Donderdag 24 juli
Rustdag Génolhac

Maar als je verlangen naar een lekke band niet verhoord wordt zit er niets anders op dan te lijden. Lijden is een kunst.
(uit Tim Krabbé, de Renner,  kilometer 123-125, p. 112)

Vandaag besluiten we dat we in de vakantie ook een keertje rust mogen hebben. We maken er dus een echte vakantiedag van. Het begint al goed met het ontbijt want er worden wentelteefjes gebakken. En in tegenstelling tot de andere dagen is het vandaag een lopend buffet.
De kinderen hebben buiten geslapen. Het is nogal onrustig geweest op de camping maar daar heb ik niets van gemerkt. Het matje ligt inmiddels als een waterbed.

 

Het leed dat vakantie heet: Deel 3, matjes.

Als we gaan kamperen, dan nemen we even afscheid van de dagelijkse gemakken. Dit zijn gemakken waar je nooit bij stil staat, maar die er altijd zijn. Een kraan voor water, een wc binnen een paar meter, mijn Jori stoel en een lekkere douche. Heb ik allemaal geen problemen mee.

Waar ik het meeste last van heb is het gemis van mijn waterbed. In plaats daarvan slapen we op ‘matjes’. Vroeger sliepen we op luchtbedden. Sommigen doen dit nog steeds, maar het idee om mij elke twee dagen in een hyperventilatie te moeten blazen heeft mij doen besluiten matjes aan te schaffen. Ze blazen zichzelf op en de batterijen raken nooit leeg.

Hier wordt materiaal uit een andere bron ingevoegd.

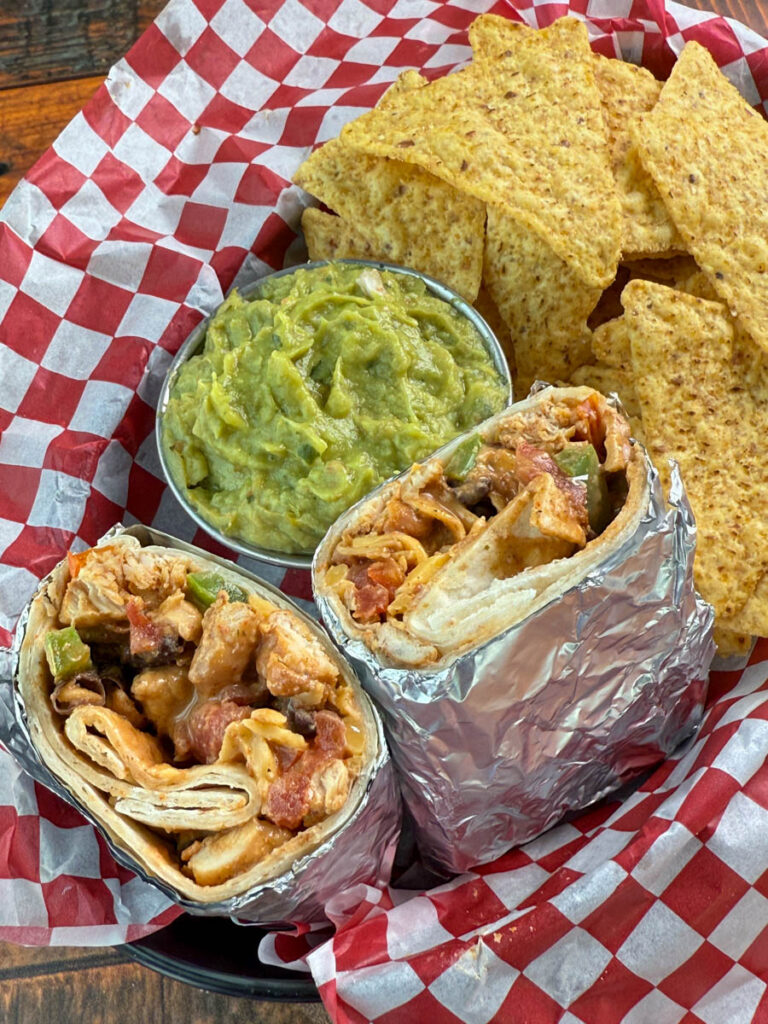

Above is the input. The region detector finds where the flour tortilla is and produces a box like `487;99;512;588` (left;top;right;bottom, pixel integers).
16;535;378;904
312;387;649;670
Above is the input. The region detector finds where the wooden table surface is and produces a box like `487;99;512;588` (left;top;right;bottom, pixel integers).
0;0;768;1024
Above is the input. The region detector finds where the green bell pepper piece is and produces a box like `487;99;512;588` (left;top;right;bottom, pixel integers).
554;444;610;535
45;626;92;682
186;572;248;608
443;434;482;483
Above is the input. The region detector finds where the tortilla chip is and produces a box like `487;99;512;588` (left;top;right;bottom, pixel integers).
482;206;600;394
633;42;768;351
595;54;684;258
376;68;429;106
341;18;621;288
294;139;485;302
301;206;376;260
294;71;485;302
713;626;755;657
473;285;517;390
622;253;698;288
469;14;536;58
623;281;768;636
592;316;632;372
675;269;718;302
469;14;682;256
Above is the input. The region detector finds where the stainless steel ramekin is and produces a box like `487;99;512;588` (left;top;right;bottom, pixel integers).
156;259;512;569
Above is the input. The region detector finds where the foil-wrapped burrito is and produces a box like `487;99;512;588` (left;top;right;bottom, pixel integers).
312;387;714;871
9;531;399;923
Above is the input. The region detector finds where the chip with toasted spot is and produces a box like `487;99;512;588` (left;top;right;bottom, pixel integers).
623;281;768;636
469;14;683;257
301;206;376;260
469;14;536;57
341;18;621;287
633;42;768;351
592;316;632;370
595;54;683;259
712;626;755;657
294;72;485;302
482;206;600;394
294;139;485;302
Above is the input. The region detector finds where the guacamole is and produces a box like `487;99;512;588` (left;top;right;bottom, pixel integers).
161;263;507;553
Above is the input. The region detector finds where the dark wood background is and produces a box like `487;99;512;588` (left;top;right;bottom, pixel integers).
0;0;768;1024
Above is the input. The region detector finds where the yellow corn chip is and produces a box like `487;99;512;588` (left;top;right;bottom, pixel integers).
376;68;428;106
633;42;768;351
341;18;621;288
713;626;755;657
623;281;768;636
301;206;372;261
592;316;632;371
294;139;485;302
595;54;683;259
469;14;682;256
469;14;536;58
472;285;517;387
622;253;698;291
675;269;718;302
482;206;600;394
294;71;485;302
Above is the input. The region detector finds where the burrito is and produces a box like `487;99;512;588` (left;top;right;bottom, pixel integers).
315;387;647;669
313;387;713;872
17;534;380;904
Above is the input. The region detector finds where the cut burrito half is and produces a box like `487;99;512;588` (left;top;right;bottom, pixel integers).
313;387;648;669
17;534;379;904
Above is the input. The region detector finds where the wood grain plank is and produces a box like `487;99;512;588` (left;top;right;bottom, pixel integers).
0;0;163;88
0;964;330;1024
0;73;102;206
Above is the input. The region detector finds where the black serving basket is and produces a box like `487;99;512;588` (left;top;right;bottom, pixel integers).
125;913;319;1002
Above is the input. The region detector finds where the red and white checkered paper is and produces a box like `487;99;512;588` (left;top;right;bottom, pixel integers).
0;0;768;1024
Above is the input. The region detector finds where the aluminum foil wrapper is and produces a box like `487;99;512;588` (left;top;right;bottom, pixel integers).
315;440;715;872
0;525;401;927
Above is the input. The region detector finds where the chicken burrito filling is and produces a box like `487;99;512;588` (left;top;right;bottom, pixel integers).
35;537;366;886
322;388;633;660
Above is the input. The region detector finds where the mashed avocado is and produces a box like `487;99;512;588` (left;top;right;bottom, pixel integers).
162;263;507;553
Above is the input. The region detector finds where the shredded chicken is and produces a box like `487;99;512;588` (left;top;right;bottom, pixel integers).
189;591;259;697
256;609;339;707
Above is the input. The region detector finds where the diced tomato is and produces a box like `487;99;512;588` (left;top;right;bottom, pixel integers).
314;711;346;758
368;558;406;595
125;600;163;654
517;441;588;524
384;498;435;541
573;394;605;454
515;440;564;484
264;711;345;828
186;700;252;765
354;583;390;623
67;548;91;580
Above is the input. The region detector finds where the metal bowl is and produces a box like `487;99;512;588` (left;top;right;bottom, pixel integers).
156;259;512;569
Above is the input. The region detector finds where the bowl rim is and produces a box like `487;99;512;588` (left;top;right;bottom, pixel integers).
155;259;513;569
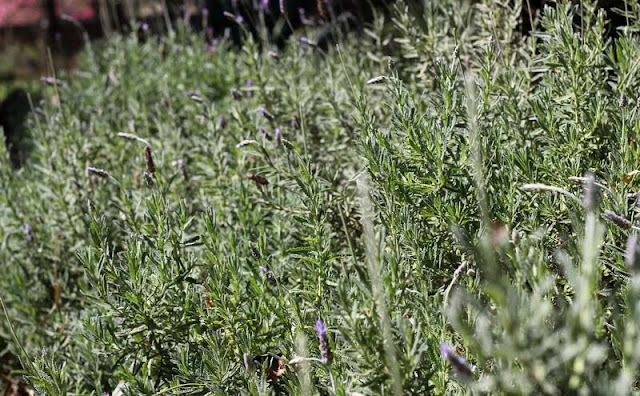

Vroeger (‘vroeguh’, zou Jan zeggen) had ik er geen problemen mee. Als jongeman sliep ik ’s nachts onder de Martinitoren. Gewoon op de keien. Ik had de pokkel dan wel vol met drank (of zoals ze hier zeggen: ‘de piep’n vol’) maar toch. Maar tegenwoordig lijkt het de eerste week wel of ik gewoon op de grond lig. Blijf ik kijken of hij niet lek is. ’s Nachts draai ik wel tien keer om omdat steeds een ander lichaamsdeel in slaap is gevallen en het is nooit mijn hoofd. Door de vermoeidheid van het fietsen slaap ik toch wel wat maar het begint pas echt te wennen na een week of zo. Maar het liefst zou ik gewoon mijn waterbed mee willen nemen. Hoeveel kunnen die aanhangkarretjes eigenlijk dragen?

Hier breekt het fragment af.